Lone Survivor—Mark Wahlberg plays Marcus Luttrell, one of a team of U.S. Navy Seals involved in Operation Red Wings, an ill-fated 2005 mission to locate a Taliban bigwig in a village in northeastern Afghanistan. Luttrell and three other Seals were discovered by locals and attacked by Taliban forces. A badly wounded Luttrell was eventually given shelter by an Afghan family, at great risk to themselves, and got back to safety alive.
Apparently there is some uncertainty about the accuracy of the book, by Luttrell and Patrick Robinson, from which his movie is adapted; the number of Taliban fighters these men faced is disputed.
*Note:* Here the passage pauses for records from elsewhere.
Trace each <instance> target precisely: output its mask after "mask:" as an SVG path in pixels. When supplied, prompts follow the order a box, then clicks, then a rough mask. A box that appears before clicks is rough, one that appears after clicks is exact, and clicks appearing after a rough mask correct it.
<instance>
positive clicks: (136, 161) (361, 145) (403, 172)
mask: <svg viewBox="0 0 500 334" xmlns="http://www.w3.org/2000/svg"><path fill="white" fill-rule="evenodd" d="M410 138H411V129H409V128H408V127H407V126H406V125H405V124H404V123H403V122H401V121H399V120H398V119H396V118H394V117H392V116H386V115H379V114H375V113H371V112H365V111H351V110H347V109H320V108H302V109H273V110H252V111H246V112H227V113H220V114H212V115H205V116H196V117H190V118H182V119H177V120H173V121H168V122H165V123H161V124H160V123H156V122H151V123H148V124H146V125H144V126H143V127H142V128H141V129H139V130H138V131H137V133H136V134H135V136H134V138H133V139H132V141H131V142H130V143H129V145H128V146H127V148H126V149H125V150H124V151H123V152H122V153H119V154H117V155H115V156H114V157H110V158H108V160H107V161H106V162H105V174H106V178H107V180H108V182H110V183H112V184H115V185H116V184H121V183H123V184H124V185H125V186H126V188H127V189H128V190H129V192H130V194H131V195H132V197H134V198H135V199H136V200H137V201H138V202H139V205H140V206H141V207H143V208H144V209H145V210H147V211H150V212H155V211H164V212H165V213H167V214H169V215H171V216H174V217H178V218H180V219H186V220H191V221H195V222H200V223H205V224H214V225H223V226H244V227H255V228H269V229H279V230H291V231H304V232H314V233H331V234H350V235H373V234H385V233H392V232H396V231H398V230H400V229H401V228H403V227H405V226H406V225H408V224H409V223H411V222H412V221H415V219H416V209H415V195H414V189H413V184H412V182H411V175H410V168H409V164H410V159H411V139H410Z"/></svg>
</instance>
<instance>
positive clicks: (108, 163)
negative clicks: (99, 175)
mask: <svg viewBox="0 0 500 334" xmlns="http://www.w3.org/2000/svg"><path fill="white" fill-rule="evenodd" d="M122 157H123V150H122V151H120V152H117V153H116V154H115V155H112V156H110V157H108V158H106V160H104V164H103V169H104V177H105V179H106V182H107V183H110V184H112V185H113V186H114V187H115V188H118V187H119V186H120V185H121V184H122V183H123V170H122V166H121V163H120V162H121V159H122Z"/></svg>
We in the audience are obviously in no position to offer judgment on this, but I can certainly say that the film, scripted and directed by the capable actor turned capable writer-director Peter Berg, is a grim, scary military actioner.
Wahlberg, who was also among the film’s producers, offers one of his more sympathetic acting turns in years. Be forewarned, though, that Berg’s battle scenes in Lone Survivor, though they leave us admiring the Seals for their bravery and endurance, and the villagers for their hospitality, are bloody, horrifying and shot through with a sense of nightmarish futility.